New paper on the conceptualization and assessment of grandiose narcissism now in press in JPSP (13.06.2013)

Back, M. D., Küfner, A. C. P., Dufner, M., Gerlach, T. M., Rauthmann, J. F., & Denissen, J. J. A. (in press). Narcissistic admiration and rivalry: Disentangling the bright and dark sides of narcissism. Journal of Personality and Social Psychology.

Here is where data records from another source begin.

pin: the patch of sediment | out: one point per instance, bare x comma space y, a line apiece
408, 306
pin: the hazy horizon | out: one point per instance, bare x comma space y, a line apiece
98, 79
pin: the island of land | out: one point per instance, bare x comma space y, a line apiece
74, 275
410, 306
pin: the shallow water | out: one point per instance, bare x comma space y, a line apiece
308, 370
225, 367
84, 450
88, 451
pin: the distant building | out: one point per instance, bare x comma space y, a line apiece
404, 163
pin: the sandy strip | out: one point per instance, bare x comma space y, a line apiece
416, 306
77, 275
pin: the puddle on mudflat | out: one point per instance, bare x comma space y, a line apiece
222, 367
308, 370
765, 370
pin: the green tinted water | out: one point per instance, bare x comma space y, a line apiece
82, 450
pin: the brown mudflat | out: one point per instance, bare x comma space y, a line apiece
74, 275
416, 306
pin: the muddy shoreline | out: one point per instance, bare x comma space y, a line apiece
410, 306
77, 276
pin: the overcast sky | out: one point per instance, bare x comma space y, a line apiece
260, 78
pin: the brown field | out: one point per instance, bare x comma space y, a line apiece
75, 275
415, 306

Abstract: We present a process model that distinguishes two dimensions of narcissism: admiration and rivalry. We propose that narcissists’ overarching goal of maintaining a grandiose self is pursued by two separate pathways, characterized by distinct cognitive, affective-motivational, and behavioral processes. In a set of seven studies, we validated this two-dimensional model using the newly developed Narcissistic Admiration and Rivalry Questionnaire (NARQ). We showed that narcissistic admiration and rivalry are positively correlated dimensions, yet they have markedly different nomological networks and distinct intra- and interpersonal consequences. The NARQ showed the hypothesized two-dimensional multifaceted structure as well as very good internal consistencies (Study 1, N = 953), stabilities (Study 2, N = 93), and self-other agreements (Study 3, N = 96). Narcissistic admiration and rivalry showed unique relations to the Narcissistic Personality Inventory (NPI), the Big Five and self-esteem, pathological narcissism, and other narcissism-related traits like Machiavellianism, psychopathy, self-enhancement, and impulsivity (Study 4, Ns = 510 - 1,814). Despite the positive relation between admiration and rivalry, the two differentially predicted general interpersonal orientations and reactions to transgressions in friendships and romantic relationships (Study 5, N = 1,085), interpersonal perceptions during group interactions (Study 6, N = 202), and observed behaviors in experimental observations (Study 7, N = 96). For all studies the NARQ outperformed the standard measure of narcissism, the NPI, in predicting outcome measures. Results underscore the utility of a two-dimensional conceptualization and measurement of narcissism.